Blagoje Paunović

Personal information
- Full name: Blagoje Paunović
- Date of birth: 4 June 1947
- Place of birth: Pusto Šilovo, SR Serbia, FPR Yugoslavia
- Date of death: 9 December 2014 (aged 67)
- Place of death: Belgrade, Serbia
- Position: Defender

Youth career
- 1958–1965: Partizan

Senior career*
- Years: Team / Apps / (Gls)
- 1965–1975: Partizan / 225 / (0)
- 1975–1977: Utrecht / 37 / (0)
- 1977: Kikinda / 7 / (0)
- 1978: Oakland Stompers / 23 / (0)
- 1979: Sinđelić Beograd

International career
- 1967–1973: Yugoslavia / 39 / (0)

Managerial career
- 1994: Logroñés
- 1999–2002: Teleoptik
- 2002–2003: Budućnost Banatski Dvor
- 2005–2006: Teleoptik (joint)
- 2009–2010: Smederevo
- 2010–2011: BASK

Medal record
Men's Football
Representing Yugoslavia
European Championship
| Silver medal – second place | 1968 Italy | Team |

= Blagoje Paunović =

Serbian footballer and manager (1947–2014)

Blagoje Paunović (Serbian Cyrillic: Благоје Пауновић; 4 June 1947 – 9 December 2014) was a Serbian football defender and manager.

==Playing career==
Born in Pusto Šilovo, Socialist Republic of Serbia, Socialist Federal Republic of Yugoslavia, he started his youth career in FK Partizan as a nine-year-old, although minimum age required to start playing for Partizan youths was ten. He was spotted by Partizan coach Virgil Popescu who insisted in bringing him over. Apart from short spell abroad, Blagoje spent most of his time in Partizan and, as a player or coach, he was part of Partizan for almost half a century.
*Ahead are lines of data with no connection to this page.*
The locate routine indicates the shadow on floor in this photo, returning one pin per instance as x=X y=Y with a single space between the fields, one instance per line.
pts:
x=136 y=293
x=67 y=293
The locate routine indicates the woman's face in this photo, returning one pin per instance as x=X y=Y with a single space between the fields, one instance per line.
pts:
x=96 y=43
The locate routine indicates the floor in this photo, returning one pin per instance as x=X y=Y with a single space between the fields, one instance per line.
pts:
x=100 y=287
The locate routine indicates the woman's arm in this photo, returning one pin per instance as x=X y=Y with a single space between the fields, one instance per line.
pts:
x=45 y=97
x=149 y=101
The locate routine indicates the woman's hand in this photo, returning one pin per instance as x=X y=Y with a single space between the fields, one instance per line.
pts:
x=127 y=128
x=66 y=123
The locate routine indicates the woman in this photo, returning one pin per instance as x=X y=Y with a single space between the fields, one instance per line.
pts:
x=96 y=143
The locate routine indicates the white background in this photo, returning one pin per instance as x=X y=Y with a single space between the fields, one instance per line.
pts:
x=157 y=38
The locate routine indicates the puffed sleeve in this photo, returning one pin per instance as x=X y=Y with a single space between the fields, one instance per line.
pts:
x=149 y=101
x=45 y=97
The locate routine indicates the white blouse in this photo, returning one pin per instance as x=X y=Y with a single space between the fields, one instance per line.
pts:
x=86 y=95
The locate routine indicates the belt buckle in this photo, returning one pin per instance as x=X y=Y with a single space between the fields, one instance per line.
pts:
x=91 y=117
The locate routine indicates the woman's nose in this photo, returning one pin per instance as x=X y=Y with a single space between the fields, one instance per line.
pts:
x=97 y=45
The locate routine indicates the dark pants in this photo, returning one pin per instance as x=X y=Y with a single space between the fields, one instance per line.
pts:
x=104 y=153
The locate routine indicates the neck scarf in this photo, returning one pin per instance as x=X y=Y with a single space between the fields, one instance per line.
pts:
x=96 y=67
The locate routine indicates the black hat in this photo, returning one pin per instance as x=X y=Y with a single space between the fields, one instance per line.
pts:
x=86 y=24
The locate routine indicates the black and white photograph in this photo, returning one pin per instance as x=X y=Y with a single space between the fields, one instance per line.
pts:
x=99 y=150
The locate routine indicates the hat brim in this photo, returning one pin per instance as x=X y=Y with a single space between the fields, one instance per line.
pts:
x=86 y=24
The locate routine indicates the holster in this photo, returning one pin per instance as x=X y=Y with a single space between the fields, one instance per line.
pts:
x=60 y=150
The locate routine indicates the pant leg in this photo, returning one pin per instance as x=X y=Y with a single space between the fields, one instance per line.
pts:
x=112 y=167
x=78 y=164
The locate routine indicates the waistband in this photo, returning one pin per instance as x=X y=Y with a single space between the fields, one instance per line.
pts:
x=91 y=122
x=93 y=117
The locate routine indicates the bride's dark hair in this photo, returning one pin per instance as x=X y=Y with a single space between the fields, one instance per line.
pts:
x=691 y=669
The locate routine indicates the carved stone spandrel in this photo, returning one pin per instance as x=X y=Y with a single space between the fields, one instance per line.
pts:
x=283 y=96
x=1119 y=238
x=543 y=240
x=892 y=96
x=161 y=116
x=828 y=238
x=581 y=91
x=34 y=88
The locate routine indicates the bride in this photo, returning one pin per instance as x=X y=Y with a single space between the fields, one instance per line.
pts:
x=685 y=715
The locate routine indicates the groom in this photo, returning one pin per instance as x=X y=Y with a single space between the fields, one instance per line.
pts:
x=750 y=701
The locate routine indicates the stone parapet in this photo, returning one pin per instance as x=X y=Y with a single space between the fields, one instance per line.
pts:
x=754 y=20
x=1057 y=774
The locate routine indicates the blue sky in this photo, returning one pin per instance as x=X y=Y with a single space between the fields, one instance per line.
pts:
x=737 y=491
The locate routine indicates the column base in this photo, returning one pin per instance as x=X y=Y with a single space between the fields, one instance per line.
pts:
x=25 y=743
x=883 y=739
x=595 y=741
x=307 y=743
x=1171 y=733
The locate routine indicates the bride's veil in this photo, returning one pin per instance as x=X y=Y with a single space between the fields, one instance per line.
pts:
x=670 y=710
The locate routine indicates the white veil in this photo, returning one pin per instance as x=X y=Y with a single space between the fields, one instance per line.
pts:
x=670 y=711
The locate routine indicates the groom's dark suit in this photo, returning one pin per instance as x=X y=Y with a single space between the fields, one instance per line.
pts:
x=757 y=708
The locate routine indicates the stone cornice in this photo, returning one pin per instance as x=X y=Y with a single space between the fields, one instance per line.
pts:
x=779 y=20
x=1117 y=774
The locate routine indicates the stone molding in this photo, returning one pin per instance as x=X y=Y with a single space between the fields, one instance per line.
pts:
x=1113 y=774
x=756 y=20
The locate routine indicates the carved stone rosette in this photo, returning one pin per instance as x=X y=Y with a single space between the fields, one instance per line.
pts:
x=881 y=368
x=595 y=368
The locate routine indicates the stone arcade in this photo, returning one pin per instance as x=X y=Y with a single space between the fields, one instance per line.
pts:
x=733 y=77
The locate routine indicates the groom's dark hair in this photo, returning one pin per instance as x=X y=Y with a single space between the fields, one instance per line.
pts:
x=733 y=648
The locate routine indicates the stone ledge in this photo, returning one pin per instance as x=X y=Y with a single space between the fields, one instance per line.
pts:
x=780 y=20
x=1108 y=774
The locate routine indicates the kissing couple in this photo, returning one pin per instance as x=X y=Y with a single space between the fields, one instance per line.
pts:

Paunović played for ten seasons with FK Partizan, amassing nearly 300 official appearances with the Belgrade club. During the 70's, he formed an efficient backline alongside Dragan Holcer and Miroslav Pavlović.

At 28, in 1975, Paunović joined FC Utrecht in the Netherlands. After two seasons abroad he returned home for a spell with OFK Kikinda, played briefly in the United States by representing the Oakland Stompers of the North American Soccer League and closed out his career also in his country's capital, with lowly FK Sinđelić; whilst in North America, he played under the name Paki Paunovich.

On the international level, Paunović played a total of 39 matches for Yugoslavia, making his debut on 12 November 1967 in a 4–0 home win against Albania for the UEFA Euro 1968 qualifiers, and participating at the final stages in Italy.

==Coaching career==
In the 1994–95 campaign Paunović, already a coach, was one of five managers in charge of Spain's CD Logroñés, which ranked last in La Liga with an all-time low 13 points. In 2009, after a long spell with Partizan's youth teams, he signed with Serbian first division side FK Smederevo.

==Personal life==
Paunović's son, Veljko, was also a footballer and later manager of Chicago Fire, Reading, and the Serbian U18, U19, and U20 teams. He too started his extensive career with Partizan, but played mainly in Spain.